Real-time PCR showing significantly reduced mdr1 mRNA expression in cells treated with pSUPER-shRNA/mdr1 vector. 1: HepG2; 2: HepG2/mdr1; 3: HepG2/m-sh; 4: HepG2/mdr1 empty vector; M: Marker; Mdr1: 218 bp; GAPDH: 145 bp.

Figure 4

FCM showing P-gp expression of HepG2/mdr1 in test groups (A) and control groups (B).

Figure 5

Sensitivity of HepG2/mdr1 and HepG2/mdr1-siRNA to ADM. After transfected with pSUPER-shRNA/mdr1 vectors, the resistance of HepG2 cells to adiramycin and mytomycin decreased from 44.6-fold to 1.4-fold and from 138.1-fold to 1.14-fold.

Figure 6

DNR accumulation of HepG2/mdr1 (A, B) and HepG2 cells (C) pre- and post-transfection. Compared with control groups, accumulation of daunorubicin in cells treated with shRNA vectors increased significantly (79.32% vs 37.96%, P < 0.05).
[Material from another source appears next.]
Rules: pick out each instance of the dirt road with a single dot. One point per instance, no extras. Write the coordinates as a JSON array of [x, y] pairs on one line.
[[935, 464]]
There was no difference in sensitive cells of HepG2 between test groups (79.32% vs 87.56%).

Figure 7

Changes in volume and growth ratio of tumor after treatment with ADM. More changes in tumor volume occurred in transfected groups than in control groups (1695.70 ± 152.54 mm³ vs 700.14 ± 25.61 mm³, P < 0.01).

Figure 8

FCM showing lower P-gp expression in HepG2 cells (A) and HepG2/mdr1-shRNA (B) in test groups than in control groups (65% vs 94.1%, P < 0.05). There was no significant difference between groups treated with in situ injection and intra-abdominal injection of pSUPER-mdr1 (65.1% vs 58.7%).

Figure 9

Immunohistochemistry showing green fluorescence in test groups (A) and control groups (B), P-gp expression in test groups (C) and control groups (D), P-gp expression in test groups transfected with in situs injection (E) and intra-abdominal injection of pSUPER-mdr1 (F) (× 200). The transfection ratio for test groups was higher than that for control groups (86.70% vs 35.20%, P < 0.05). The expression of P-gp in test groups was lower than that in control groups (15.75% vs 97.90%, P < 0.05).